Da New York è duro il monito del segretario generale dell’Onu che ”condanna” i nuovi attacchi del regime e afferma che queste azioni ”violano” la posizione del Consiglio di sicurezza dell’Onu. La promessa del presidente Bashar al Assad di cessare le operazioni militari entro il 10 ”non può essere un pretesto per continuare ad uccidere”, continua Ban, preoccupato per il rapido deterioramento della situazione umanitaria, che riguarda più di un milione di persone. Il documento approvato il 5 aprile dal Consiglio di Sicurezza Onu chiede che Damasco rispetti immediatamente, e non oltre il 10 aprile prossimo l’impegno assunto sul disimpegno militare, l’interruzione dell’uso di armi e il ritiro delle truppe dai centri abitati.

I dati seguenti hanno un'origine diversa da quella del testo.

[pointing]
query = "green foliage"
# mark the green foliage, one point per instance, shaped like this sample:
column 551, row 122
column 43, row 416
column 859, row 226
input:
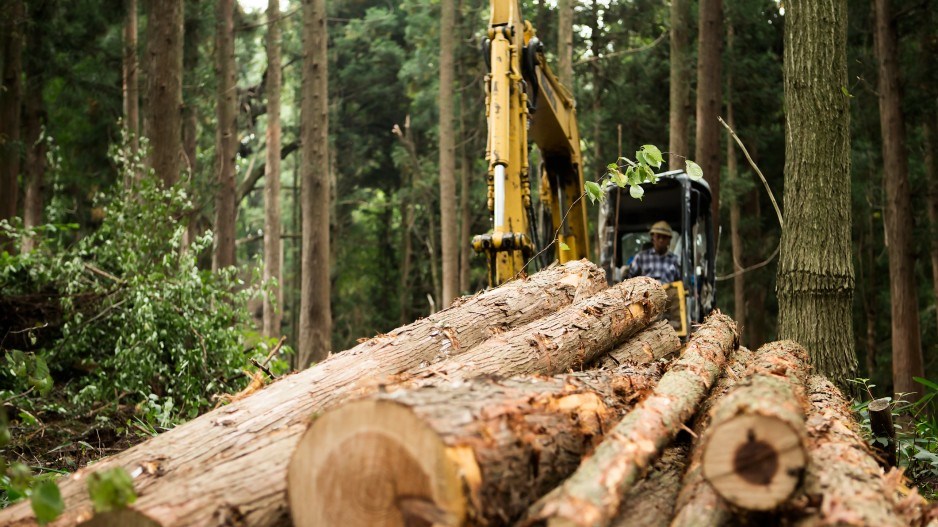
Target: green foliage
column 111, row 489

I Quindici membri del Consiglio di sicurezza invitano inoltre tutte le parti in Siria, compresa l’opposizione, a un cessate il fuoco entro le 48 successive al termine ultimo. Intanto con l’arrivo di quasi 700 persone, sale a 24.324 il numero dei profughi siriani accolti al momento in Turchia, stando alla Protezione civile turca (Afad). Tra ieri e oggi, precisa l’ufficio per la gestione dei disastri e delle emergenze della presidenza del Consiglio turca, sono entrati in Turchia 699 siriani mentre 102 hanno fatto ritorno in patria. Calcolando anche i ritorni, sono stati 38.398 gli ingressi in territorio turco dall’inizio della crisi provocata dalla repressione dei movimenti di protesta contro il regime in Siria.

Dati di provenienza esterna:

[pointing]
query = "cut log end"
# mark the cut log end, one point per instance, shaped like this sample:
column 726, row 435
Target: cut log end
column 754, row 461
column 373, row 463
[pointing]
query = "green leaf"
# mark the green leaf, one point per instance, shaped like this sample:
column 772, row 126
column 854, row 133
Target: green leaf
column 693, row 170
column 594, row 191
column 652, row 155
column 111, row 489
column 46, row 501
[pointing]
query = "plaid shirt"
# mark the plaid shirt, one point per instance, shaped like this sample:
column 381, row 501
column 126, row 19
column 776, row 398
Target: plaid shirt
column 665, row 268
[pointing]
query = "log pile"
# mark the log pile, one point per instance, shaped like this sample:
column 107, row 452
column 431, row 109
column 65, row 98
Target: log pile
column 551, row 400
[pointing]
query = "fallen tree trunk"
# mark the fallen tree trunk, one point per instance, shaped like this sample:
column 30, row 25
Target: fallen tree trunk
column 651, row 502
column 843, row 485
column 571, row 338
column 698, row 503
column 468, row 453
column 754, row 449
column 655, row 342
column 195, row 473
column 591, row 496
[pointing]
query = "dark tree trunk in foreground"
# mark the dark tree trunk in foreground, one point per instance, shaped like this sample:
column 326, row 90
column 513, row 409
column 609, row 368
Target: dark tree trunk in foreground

E mentre continua la mattanza oggi a Damasco si è celebrato il 65esimo anniversario della nascita del partito Baath al potere in Siria. Migliaia di persone si sono radunate al centro di Damasco, secondo la France Presse, sventolando bandiere della Siria e del partito, oltre a ritratti del presidente Assad, mentre venivano intonate canzoni patriottiche. ”Dio, la Siria, Bashar è tutto”, ”Shabbiha (miliziani del regine, ndr), a vita, per te Assad”, scandeva la folla.”L’hanno chiamata rivoluzione e hanno massacrato gli uomini”, ha urlato una giovane donna riferendosi ai ribelli.